Monitoring seems broken

The actual score does not fit to the results of the active monitoring servers

The server reachability is very good. However, the clock of the server is loosing the synchronization regularly. This is reflected with slight penalty only in the overall score.
There seems to be no problem with the monitoring.

The monitoring scores are all 19+ while the overall score is 17.6.

As far as I know l, the overall score should be calculated as median of the active monitors which would be 19.5

1 Like

The brief hole in the graphs that started at 03:15 today is probably not a good sign…

Yes, it should be. The CSV log linked to at the bottom of the page tells me what’s wrong. Normally every other line in that log is a “recentmedian” entry. In the default 200 CSV entries I see none of those.
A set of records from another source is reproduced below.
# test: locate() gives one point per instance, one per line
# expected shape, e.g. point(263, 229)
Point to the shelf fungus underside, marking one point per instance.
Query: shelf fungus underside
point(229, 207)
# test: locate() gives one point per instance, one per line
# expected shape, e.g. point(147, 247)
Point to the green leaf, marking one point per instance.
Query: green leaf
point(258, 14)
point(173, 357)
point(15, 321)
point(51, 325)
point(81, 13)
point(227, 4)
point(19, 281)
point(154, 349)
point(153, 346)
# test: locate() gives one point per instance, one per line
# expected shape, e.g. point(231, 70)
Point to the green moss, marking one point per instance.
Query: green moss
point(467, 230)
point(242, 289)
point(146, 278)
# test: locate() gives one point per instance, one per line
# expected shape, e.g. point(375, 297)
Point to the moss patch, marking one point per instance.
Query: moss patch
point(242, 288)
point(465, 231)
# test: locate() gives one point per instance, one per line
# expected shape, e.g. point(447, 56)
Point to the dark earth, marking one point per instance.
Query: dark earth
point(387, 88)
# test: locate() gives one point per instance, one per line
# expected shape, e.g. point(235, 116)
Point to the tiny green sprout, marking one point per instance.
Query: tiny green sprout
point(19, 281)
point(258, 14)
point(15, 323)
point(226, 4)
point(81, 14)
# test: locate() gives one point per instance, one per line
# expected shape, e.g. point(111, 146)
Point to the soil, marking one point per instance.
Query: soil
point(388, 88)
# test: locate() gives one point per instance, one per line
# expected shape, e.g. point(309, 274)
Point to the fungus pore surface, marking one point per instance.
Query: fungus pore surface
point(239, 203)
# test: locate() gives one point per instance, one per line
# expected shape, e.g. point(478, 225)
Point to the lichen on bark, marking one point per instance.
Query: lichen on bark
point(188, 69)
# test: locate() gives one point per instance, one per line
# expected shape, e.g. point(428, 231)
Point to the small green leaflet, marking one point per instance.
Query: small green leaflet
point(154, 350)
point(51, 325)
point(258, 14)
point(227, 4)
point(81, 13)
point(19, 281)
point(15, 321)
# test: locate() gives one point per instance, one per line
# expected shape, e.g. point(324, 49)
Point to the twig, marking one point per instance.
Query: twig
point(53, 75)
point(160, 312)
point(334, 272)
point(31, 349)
I had to go back almost 15 hours to find the time of the breakage:

1698909520,"2023-11-02 07:18:40",0.00355772,1,18.3866995980403,32,fihel1-z4ytm9,0,
1698909388,"2023-11-02 07:16:28",0.002301398,1,18.4881010425801,35,sgsin3-1a6a7hp,0,
1698909230,"2023-11-02 07:13:50",0.006134328,1,18.4137887694582,19,usewr1-1a6a7hp,0,
1698900169,"2023-11-02 04:42:49",,1,17.5839130427706,24,recentmedian,,
1698900169,"2023-11-02 04:42:49",-0.010692684,1,17.9205346138958,44,nlams2-19sfa9p,0,
1698900158,"2023-11-02 04:42:38",,1,17.5839130427706,24,recentmedian,,
1698900158,"2023-11-02 04:42:38",-0.012126799,1,17.4806799201151,34,denue1-z4ytm9,0,
1698900091,"2023-11-02 04:41:31",,1,17.5839130427706,24,recentmedian,,
1698900091,"2023-11-02 04:41:31",-0.012241447,1,17.5839130427706,54,defra3-jsdnqw,0,

Ugh, indeed – I’m not sure why monitoring didn’t send alerts (yellow is the production system).

Ok, monitoring fixed (at least for this scenario) and I restarted the scorer with debugging enabled and it’s happily working away. Thanks for the note(s), everyone!

There was an unrelated problem that I fixed yesterday that made some of the processes hang for a little bit. It didn’t give any indications that it wasn’t working (or kube would have restarted it) and I didn’t look closely enough obviously. (That particular process usually have logging essentially disabled because it’s super noisy otherwise; I’ll adjust it to some middle ground).

@Sebhoster – that was a cool looking graph by the way :slight_smile:

update: eh, no – it’s still broken. I will load up the code in a little bit and figure it out.

update 2: fixed! It will take a little bit to catch up.

2 Likes

This topic was automatically closed 30 days after the last reply. New replies are no longer allowed.